Repatriation strategy that a US company used to bring back money parked in offshore holding companies for use in the United States ended up triggering US taxes, the US Tax Court said.
The Barnes Group manufactures and distributes precision metal parts and industrial supplies. The group has been in business since 1857. In the late 1990’s, the group brought in new management with the aim of growing the company through acquisitions. It made three significant acquisitions in 1999 and 2000 for $197.1 million.
As a consequence of the acquisitions, by the end of 2000, the company had $230 million in outstanding long-term debt and a debt-to-equity ratio that was high enough to cause its borrowing costs to increase.
The company was paying 7.13% to 9.47% interest to borrow while earning roughly only 3% interest on $43.7 million cash held in offshore holding companies.
The company’s tax director sought ideas from three of the big four accounting firms and eventually settled on a “reinvestment plan” suggested by PricewaterhouseCoopers. The plan came complete with an exit strategy to unwind the plan if Barnes wanted to return the funds to the offshore subsidiaries and a draft “business purpose” suggested by PwC.

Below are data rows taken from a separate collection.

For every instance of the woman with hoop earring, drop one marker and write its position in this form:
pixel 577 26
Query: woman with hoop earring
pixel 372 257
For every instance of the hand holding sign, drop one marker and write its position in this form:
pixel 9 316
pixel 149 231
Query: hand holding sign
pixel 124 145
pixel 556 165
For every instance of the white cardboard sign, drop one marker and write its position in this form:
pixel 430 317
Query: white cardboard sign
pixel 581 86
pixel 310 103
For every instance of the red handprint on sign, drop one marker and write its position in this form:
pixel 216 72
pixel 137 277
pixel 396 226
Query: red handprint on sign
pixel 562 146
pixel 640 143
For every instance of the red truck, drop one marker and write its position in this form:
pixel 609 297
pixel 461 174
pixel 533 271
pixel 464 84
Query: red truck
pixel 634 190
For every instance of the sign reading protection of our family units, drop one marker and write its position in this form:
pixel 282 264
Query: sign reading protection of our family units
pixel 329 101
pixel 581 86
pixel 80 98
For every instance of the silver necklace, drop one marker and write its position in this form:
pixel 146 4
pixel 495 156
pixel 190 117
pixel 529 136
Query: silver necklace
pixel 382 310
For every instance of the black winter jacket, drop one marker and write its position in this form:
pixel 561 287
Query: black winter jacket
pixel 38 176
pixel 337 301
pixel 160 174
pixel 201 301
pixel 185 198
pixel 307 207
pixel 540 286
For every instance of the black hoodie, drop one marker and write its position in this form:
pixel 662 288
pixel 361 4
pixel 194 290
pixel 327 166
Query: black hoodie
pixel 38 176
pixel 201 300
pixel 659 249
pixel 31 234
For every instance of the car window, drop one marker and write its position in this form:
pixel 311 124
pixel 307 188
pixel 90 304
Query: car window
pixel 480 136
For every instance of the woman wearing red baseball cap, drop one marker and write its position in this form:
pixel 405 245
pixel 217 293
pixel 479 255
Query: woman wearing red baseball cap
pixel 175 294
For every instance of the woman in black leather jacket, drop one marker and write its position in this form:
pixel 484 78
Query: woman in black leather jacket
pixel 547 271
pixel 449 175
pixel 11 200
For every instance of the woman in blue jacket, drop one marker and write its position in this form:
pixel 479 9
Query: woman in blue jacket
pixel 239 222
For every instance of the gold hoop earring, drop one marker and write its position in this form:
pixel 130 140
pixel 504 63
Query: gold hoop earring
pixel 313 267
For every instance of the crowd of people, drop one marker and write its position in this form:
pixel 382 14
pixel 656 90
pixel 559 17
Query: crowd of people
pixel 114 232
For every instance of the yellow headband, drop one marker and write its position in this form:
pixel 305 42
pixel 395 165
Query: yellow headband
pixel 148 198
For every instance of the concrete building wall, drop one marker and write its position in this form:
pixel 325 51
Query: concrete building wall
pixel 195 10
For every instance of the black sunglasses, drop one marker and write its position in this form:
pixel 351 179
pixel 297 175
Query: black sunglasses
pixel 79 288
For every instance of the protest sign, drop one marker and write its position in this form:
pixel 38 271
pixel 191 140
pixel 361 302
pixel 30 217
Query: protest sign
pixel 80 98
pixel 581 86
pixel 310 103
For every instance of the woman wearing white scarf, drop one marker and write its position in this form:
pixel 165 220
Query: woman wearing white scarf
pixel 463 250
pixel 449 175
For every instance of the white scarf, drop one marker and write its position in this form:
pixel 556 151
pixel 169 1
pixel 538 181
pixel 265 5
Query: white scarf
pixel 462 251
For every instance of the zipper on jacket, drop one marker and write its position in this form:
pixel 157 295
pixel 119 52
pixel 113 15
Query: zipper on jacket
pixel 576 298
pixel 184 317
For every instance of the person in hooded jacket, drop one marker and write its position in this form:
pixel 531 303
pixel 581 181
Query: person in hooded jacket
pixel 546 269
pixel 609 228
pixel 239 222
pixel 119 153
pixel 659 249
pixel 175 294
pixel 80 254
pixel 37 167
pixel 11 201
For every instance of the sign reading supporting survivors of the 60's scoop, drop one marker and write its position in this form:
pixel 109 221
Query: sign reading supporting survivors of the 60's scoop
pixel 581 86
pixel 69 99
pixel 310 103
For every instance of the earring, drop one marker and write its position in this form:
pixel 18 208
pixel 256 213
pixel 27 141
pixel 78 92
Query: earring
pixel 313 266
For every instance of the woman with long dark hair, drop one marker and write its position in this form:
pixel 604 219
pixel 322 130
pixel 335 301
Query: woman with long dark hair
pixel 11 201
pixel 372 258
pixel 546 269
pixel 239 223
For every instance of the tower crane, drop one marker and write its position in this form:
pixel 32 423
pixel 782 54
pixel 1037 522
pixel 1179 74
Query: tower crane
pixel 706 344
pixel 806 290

The plan involved moving money held in a Singapore subsidiary to the US parent company, but through two new intermediate entities. Money was contributed to a new Bermuda company and then by the Bermuda company to a new Delaware company. The Delaware company then lent the money to Barnes in the US. Some of the money contributed as capital was the accumulated offshore cash. Some was money the Singapore subsidiary borrowed from a Japanese bank at a lower interest rate than the US parent could have borrowed because the Singapore subsidiary was generating significantly more cash than it needed.
PwC, which also acted as the auditors for Barnes, gave a tax opinion that repatriation done in this fashion would not trigger a tax in the United States. Earnings of a US-controlled foreign corporation become taxable in the United States if they are invested in US property. Shares in a Delaware corporation are normally such an investment. However, PwC relied on a 1974 revenue ruling that suggested the amount that should have become taxable in the US is the basis that the Bermuda company had in the Delaware company shares and that basis was zero in this case.
The US Tax Court invoked the step-transaction doctrine to treat the money as coming back to the US directly from Singapore. It said intermediate entities and complicated steps served no business purpose other than to avoid taxes, and the purported loans by the Delaware company were not real loans. There was no evidence that any interest or principal had been paid on loans in the company’s general ledgers or bank statements.
The case is Barnes v. Commissioner. The Tax Court released its decision in April. The courts have been showing less and less patience for complicated transactions intended to achieve a tax result based on a narrow technical reading of the law.